高く昇った陽が沈み始めると、次は夕飯の準備。またしても台所に向かい、せわしなく動き回って家族の帰りを待った。
夕食が終わり、子どもたちが眠りについてからは、一人夜な夜な、採れた野菜の袋詰め。
「あの頃は、四時間も寝たらよく寝た、って感じだったね」
休息不足が続いたせいか、出先で気を失って倒れ、救急車のお世話になったこともあるという。


「どうもね、子どもたちには不死身だと思われていたみたい」
たしかに、並の過酷さではない。
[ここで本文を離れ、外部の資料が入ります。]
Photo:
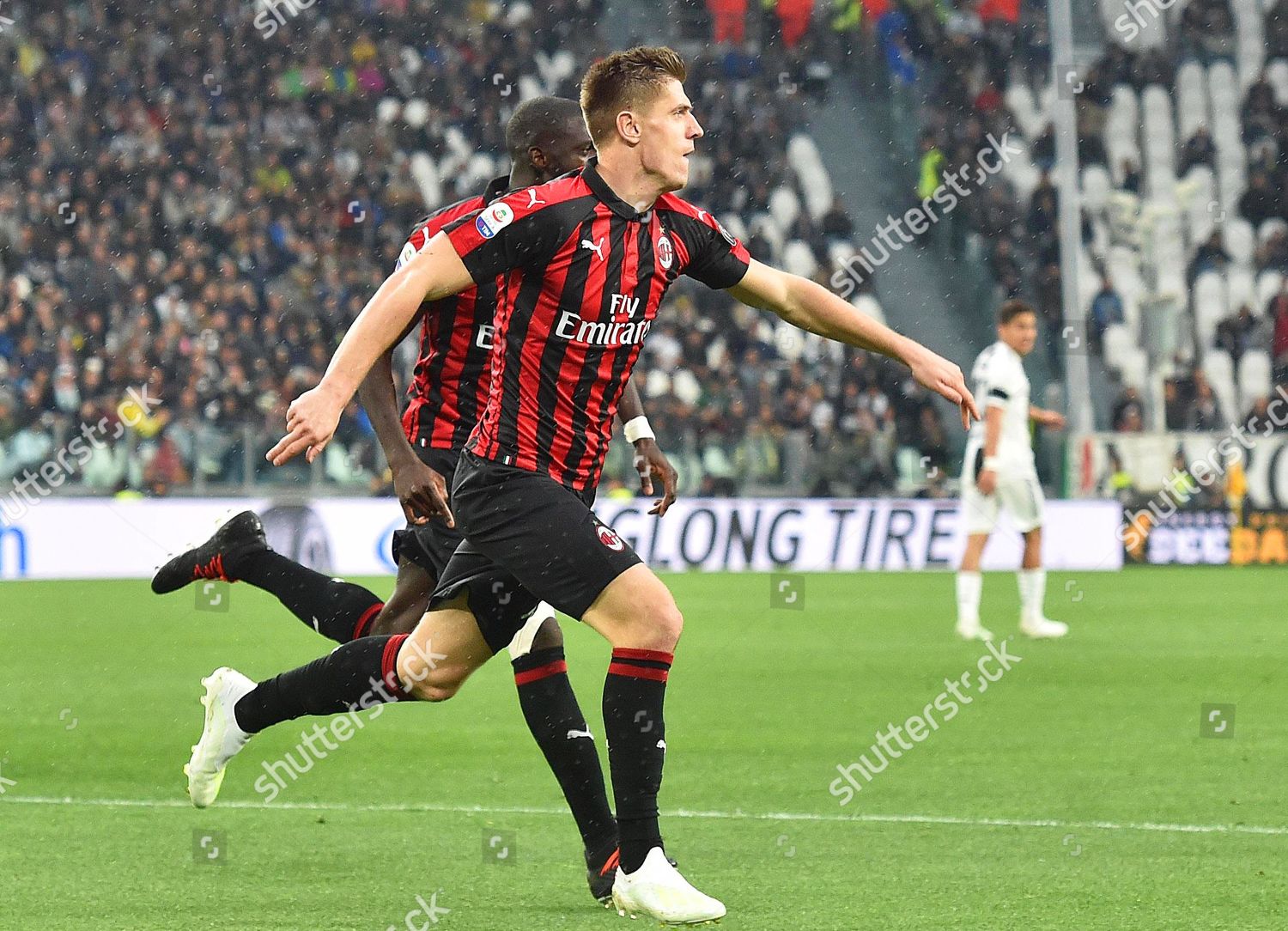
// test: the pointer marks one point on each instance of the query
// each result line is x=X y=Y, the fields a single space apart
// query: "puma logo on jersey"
x=623 y=306
x=600 y=332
今もこうして農業を続けているのが嘘みたいに思える。
おそらくこれがどこかに勤めての仕事だったなら、とうの昔に見切りをつけていただろう。
しかし農業や、子育てや、それ以外のことも含めた当時のすべては、めぐみさんにとって単なる仕事である以上に、何よりも大きくて身近な、愛情を注ぐ対象だった。
農業が好きだった。そして、家族と生活を愛していた。
その気持ちに素直に従ったからこその日々だった。

何年か前。めぐみさんは、自分の野菜でベビーフードをつくりたいと考えた。
これまで家族のために必死で仕事に打ち込んでいながら、その忙しさに追われて、子どもたちにはなかなか手の込んだものを食べさせられなかった。
かつての自分と同じような境遇にある世間の母親たちを、どうにか自分の野菜で支えることはできないか。子育てが一段落着いた時、そんな想いが、心の奥深くから浮かび上がってきた。
計画そのものは初期投資や安全基準の高い壁の前に足踏みを続けたが、後に新たな出会いがあり、生産者として新たなベビーフードの開発に立ち会うことができた。
自分の野菜が使われたその商品は、生まれたばかりの初孫への、何よりの贈りものとなった。


輝く粒ぞろいのイチゴや、丸く端正に膨らんだスイカ。
愛情込めて育てた作物たちが、今年もまた、晴れ晴れと収穫の時を迎える。
農家は全知全能ではない。思った通りに生育が進むことなど滅多にない。
だからこそ日々工夫を重ねるし、収穫の時には喜びが溢れる。
育つのは、野菜や子どもばかりではない。振り返れば慌ただしくて上手くいかない毎日に、農家として、親として、自分も同じように育てられてきた。

孫の成長を眺めたり、好きなアーティストのライブに通ったり。
働き者の性分は相変わらずだが、ここ数年、以前よりはのんびりとした時間を過ごせるようになった。
それでも本音を言うならば、野菜のことも、家族のことも、まだまだ心配事は果てしない。
「尽くすタイプ」な性格は、どれだけ経っても変わることはないのだろう。それもまた、「めぐみさんらしさ」だと言えるのかもしれない。
相変わらず、太陽はめぐみさんを照らしている。